SPA 5.0:
{@{!}Pg}
MUFU.op{.SAT}
Rd,{-}{|}Ra{|}
{&req_6}
{&rdN}
{&wrN}
{?sched}
;
.op: { .COS, .EX2, .LG2, .RCP, .RSQ, .SIN, .RCP64H, .RSQ64H, .SQRT }
.COS - cosine // must pre-process with RRO
.EX2 - exponent base 2 // must pre-process with RRO
.LG2 - logarithm base 2
.RCP - reciprocal
.RSQ - reciprocal square root
.SIN - sine // must pre-process with RRO
.RCP64H - reciprocal // fp64: high 32b (1.11.20) input, same format output
.RSQ64H - reciprocal square root // fp64: high 32b (1.11.20) input, same format output
.SQRT - square root
.SAT: saturate output to (+0.0,1.0) (NaN is converted to +0.0f).
Ignored for .RCP64H and RSQ64H.
.op must be specified. No default.
Denorm input/output is flushed to sign preserving 0.0. Denorm is different between fp32 and fp64.
Hardware multi-function op. Performs the operation specified by .op. SIN, COS, and EX2 operations must first be preprocessed with RRO.
Computing the reciprocal or reciprocal square root of double-precision fp64 numbers uses the .RCP64H or .RSQ64H modes (respectively) as a starting point in a longer sequence.
Computing exactly rounded reciprocal and reciprocal square roots can be done with a longer sequence of instructions as well.
For all operations below, input NaNs and operations that would result in NaN generate NVIDIA canonical NaN (0x7fff_ffff).
Cosine function. The input is a special 1.1.7.23 format 32b word generated by RRO.
COS(-denorm) gives 1.0 COS(-0.0) gives 1.0 COS(+0.0) gives 1.0 COS(+denorm) gives 1.0 COS(-Inf) gives NaN COS(+Inf) gives NaN COS(NaN) gives NaN
COS Accuracy: absolute |error| <= 2^-20.9 in quadrant 00.
Note that COS cannot operate directly on a float, the input has to be preprocessed with RRO first.
Exponential base2 function. The input is a special 1.1.7.23 format 32b word generated by RRO.
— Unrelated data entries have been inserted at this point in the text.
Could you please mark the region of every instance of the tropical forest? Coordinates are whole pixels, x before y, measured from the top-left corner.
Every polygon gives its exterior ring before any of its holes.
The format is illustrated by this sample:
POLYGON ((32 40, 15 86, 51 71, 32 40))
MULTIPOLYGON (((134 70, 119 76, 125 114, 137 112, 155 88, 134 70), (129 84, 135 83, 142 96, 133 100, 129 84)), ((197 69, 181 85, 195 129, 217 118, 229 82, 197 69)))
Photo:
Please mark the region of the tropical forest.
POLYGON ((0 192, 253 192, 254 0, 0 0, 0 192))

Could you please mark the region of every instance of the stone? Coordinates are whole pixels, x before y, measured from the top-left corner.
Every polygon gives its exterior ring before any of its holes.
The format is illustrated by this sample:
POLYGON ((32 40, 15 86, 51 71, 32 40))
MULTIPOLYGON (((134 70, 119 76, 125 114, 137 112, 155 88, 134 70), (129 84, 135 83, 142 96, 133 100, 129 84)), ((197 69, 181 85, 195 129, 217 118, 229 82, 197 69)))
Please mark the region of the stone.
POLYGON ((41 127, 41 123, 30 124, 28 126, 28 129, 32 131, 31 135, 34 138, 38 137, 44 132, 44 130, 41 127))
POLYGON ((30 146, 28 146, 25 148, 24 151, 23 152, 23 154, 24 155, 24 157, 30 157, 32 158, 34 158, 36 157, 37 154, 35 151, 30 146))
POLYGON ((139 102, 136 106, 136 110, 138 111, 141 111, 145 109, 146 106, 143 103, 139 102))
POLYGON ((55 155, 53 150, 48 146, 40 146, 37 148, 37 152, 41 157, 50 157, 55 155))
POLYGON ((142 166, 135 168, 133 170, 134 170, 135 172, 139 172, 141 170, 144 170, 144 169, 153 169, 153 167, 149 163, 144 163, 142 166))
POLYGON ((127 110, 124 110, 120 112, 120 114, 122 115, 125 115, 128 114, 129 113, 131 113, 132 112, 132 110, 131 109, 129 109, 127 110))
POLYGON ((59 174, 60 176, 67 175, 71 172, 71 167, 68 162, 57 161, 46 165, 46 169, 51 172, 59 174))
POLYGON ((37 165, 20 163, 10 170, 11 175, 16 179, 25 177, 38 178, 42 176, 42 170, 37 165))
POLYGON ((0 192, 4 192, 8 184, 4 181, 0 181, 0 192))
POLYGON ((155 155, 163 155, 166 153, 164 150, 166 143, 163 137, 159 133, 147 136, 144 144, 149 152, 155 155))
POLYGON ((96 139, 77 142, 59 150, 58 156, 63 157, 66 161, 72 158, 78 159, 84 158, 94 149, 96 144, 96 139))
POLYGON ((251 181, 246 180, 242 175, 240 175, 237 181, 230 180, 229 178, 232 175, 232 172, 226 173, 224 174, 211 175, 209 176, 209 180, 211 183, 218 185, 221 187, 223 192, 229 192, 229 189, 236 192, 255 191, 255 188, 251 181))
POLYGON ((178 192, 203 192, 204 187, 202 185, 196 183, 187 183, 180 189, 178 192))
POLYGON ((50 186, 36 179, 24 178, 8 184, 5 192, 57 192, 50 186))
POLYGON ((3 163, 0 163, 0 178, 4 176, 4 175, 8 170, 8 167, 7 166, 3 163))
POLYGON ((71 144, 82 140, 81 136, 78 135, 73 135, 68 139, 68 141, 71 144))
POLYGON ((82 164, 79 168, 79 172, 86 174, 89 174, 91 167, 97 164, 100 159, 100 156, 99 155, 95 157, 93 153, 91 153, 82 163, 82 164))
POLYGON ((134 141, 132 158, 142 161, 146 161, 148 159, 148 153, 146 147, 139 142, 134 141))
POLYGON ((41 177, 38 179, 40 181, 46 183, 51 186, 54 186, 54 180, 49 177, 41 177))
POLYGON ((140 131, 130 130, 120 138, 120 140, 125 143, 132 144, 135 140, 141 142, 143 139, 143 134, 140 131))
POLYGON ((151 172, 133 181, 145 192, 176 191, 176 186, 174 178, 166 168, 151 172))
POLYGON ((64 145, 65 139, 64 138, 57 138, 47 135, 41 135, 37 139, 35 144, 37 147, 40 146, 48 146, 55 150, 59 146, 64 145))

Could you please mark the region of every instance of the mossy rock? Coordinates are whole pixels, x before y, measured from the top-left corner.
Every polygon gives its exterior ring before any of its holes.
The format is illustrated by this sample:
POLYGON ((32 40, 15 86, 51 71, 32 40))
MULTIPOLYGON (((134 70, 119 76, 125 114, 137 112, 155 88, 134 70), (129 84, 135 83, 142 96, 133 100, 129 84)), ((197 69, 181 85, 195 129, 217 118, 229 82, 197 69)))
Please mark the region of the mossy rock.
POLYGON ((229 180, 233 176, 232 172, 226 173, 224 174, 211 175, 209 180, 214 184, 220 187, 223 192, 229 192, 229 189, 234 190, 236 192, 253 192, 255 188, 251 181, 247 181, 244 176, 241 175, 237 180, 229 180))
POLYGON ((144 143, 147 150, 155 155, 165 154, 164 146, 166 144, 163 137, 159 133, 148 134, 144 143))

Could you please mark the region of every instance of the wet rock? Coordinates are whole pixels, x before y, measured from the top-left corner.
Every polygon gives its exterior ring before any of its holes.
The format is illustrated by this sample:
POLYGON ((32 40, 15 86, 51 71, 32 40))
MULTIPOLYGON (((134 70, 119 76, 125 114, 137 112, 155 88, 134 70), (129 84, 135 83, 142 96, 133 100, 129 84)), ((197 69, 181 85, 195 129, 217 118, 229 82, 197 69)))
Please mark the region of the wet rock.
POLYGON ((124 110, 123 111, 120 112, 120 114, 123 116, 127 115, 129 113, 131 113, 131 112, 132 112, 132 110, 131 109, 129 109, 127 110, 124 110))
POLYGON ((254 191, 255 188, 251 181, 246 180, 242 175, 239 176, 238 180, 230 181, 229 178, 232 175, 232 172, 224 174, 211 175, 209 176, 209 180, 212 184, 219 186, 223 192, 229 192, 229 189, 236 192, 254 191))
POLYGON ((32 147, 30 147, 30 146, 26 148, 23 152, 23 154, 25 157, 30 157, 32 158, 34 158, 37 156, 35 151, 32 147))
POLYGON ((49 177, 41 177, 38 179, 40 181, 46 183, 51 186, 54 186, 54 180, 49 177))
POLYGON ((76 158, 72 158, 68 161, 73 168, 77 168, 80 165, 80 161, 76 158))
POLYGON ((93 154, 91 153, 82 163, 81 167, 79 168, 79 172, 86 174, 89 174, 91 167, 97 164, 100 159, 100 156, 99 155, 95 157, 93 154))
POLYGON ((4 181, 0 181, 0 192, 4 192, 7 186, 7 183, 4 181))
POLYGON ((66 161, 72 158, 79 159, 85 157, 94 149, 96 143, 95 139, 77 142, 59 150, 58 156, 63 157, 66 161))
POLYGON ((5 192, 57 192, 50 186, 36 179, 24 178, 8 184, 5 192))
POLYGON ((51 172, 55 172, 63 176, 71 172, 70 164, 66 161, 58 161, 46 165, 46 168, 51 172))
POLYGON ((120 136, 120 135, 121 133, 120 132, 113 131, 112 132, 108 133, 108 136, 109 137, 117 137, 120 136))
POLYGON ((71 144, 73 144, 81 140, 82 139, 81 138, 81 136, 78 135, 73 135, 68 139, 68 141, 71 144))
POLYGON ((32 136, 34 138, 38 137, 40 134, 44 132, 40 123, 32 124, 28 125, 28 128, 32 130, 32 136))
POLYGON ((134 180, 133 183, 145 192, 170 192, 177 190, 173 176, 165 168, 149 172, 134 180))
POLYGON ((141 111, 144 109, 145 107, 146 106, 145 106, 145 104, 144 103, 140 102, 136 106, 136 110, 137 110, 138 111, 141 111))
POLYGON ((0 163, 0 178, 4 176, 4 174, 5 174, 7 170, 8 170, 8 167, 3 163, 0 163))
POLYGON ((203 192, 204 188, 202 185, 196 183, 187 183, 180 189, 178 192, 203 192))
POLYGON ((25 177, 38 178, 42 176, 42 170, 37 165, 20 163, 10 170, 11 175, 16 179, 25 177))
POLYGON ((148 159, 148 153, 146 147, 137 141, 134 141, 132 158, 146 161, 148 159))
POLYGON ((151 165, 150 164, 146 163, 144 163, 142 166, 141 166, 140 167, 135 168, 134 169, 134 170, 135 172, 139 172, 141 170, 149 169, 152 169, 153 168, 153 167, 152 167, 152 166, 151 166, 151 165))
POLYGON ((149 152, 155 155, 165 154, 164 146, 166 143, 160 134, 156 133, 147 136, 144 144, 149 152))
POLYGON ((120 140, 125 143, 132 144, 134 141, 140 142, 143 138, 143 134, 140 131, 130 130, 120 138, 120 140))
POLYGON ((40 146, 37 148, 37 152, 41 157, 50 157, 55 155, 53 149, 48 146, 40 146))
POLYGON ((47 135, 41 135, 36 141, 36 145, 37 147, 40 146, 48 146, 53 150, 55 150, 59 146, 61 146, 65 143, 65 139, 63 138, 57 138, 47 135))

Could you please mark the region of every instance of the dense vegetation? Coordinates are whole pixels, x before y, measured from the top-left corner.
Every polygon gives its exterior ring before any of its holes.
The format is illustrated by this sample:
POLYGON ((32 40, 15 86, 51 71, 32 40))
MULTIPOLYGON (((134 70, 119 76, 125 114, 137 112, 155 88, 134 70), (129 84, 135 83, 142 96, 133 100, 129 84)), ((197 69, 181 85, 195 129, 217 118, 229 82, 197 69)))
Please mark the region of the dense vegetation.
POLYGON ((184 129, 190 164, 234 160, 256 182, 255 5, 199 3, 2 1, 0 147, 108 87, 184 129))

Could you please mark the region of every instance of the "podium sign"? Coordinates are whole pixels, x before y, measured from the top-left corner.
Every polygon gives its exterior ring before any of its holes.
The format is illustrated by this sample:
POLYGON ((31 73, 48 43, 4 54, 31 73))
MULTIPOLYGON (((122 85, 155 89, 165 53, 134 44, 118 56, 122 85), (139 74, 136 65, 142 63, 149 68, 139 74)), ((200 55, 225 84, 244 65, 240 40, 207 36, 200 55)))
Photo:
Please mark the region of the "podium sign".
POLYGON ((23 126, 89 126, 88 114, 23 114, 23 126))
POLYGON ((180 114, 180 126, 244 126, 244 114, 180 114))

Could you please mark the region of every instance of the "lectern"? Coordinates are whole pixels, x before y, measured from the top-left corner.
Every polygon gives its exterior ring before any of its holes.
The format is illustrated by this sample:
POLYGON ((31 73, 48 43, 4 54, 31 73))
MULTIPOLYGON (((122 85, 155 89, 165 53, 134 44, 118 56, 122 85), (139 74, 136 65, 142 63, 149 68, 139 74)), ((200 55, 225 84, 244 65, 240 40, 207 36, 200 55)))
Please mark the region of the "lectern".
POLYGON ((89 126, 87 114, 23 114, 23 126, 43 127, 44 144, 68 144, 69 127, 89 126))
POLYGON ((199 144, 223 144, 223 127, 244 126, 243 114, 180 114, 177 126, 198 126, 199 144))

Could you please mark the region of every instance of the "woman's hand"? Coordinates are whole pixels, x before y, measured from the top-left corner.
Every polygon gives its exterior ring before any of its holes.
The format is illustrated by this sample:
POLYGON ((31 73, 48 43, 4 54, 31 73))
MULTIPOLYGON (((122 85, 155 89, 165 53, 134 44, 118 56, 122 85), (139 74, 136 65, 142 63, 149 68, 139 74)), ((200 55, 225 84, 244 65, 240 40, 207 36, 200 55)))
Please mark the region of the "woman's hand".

EX2(-denorm) gives +1.0 EX2(-0.0) gives +1.0 EX2(+0.0) gives +1.0 EX2(+denorm) gives +1.0 EX2(-Inf) or underflow gives +0.0 EX2(+Inf) or overflow gives +Inf EX2(NaN) gives NaN
EX2 Accuracy: absolute |error| <= 2^-22.5 for fractional part.
Note that EX2 cannot operate directly on a float, the input has to be preprocessed with RRO first.
Logarithm base2 function.
LG2(-denorm) gives -Inf LG2(-0.0) gives -Inf LG2(+0.0) gives -Inf LG2(+denorm) gives -Inf LG2(-Inf) gives NaN LG2(+Inf) gives +Inf LG2( NaN) gives NaN
LG2 Accuracy: absolute |error| <= 2^-22.6 for mantissa.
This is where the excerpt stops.